For the past week, we've received a lot of reports of a worm that propagates through Skype known as Dorkbot. This is probably nothing new for most of you -but still it pays to be aware. Anyway, I got hold of a sample and took a closer look. The worm usually arrives as a link from a friend's Skype instant message telling you how funny your profile pics are.
Clicking the link, prompts the user to download a file hosted at Sendspace.com:
For the sake of science, we extracted the zip file and run it in our test environment, and of course, as we suspected this was the Skype worm itself. During testing we left Skype with fake user ID running in the background.
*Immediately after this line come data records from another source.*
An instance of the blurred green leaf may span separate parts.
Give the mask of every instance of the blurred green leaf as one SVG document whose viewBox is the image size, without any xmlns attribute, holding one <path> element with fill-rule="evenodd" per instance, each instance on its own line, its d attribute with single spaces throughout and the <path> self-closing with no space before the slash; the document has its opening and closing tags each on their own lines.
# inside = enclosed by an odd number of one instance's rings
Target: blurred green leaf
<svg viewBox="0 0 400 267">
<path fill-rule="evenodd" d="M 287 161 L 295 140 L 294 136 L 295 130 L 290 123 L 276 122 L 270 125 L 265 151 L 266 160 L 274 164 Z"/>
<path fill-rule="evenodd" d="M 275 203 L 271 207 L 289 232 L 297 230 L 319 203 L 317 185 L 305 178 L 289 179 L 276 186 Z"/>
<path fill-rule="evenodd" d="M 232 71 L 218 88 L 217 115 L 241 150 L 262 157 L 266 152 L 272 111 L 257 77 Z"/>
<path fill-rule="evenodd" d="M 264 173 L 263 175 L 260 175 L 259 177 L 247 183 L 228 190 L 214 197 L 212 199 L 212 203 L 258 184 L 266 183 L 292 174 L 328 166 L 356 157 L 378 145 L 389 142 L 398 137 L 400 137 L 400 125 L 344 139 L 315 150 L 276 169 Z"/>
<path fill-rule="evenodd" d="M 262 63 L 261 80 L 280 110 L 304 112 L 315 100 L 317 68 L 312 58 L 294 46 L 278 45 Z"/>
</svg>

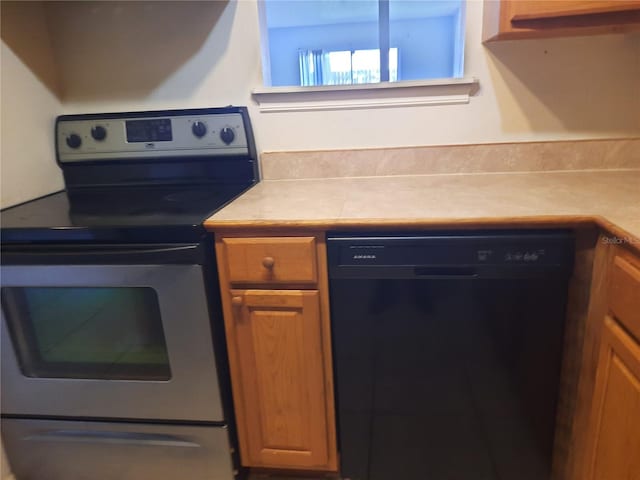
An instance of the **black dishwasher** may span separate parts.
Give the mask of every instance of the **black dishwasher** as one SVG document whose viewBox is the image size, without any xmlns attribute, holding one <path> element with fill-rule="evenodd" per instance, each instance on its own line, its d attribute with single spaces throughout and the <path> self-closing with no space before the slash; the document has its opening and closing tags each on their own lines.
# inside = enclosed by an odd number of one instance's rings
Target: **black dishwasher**
<svg viewBox="0 0 640 480">
<path fill-rule="evenodd" d="M 341 473 L 547 480 L 568 231 L 328 238 Z"/>
</svg>

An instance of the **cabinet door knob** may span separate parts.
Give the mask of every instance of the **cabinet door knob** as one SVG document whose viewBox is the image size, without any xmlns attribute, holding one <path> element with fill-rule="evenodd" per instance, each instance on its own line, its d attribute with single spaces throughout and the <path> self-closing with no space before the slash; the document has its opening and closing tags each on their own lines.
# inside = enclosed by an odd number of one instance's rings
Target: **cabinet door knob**
<svg viewBox="0 0 640 480">
<path fill-rule="evenodd" d="M 262 259 L 262 266 L 267 270 L 271 270 L 275 264 L 276 261 L 273 259 L 273 257 L 264 257 Z"/>
<path fill-rule="evenodd" d="M 234 307 L 241 307 L 242 306 L 242 297 L 233 297 L 231 299 L 231 305 L 233 305 Z"/>
</svg>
When run, the malware first obtained our infected host's IP address and location by cleverly querying it from a free GeoIP web service, Wipmania.com. It then sends this data back to one of the following control servers on port 1863:
- 217.160.108.147
- 176.9.192.131
- 87.255.51.229 <- now sinkholed by abuse.ch
It then downloads additional malware hosted at Hotfile.com. I have also seen reports of ransomware downloaded and installed on the infected system:
A
Not long after it downloaded the additional malware, it started spamming our Skype contacts with the same message that we got.
There are also other serious payloads for this malware: it also steals user credentials from various websites (as you can see in the screenshot below, those are the strings that the malware monitors). The malware is also capable of propagating through MSN and USB flash drives.
As always, be wary of whatever link has been sent to you and avoid clicking it if you are not sure of what it is. Trustwave SWG customers are protected against this threat.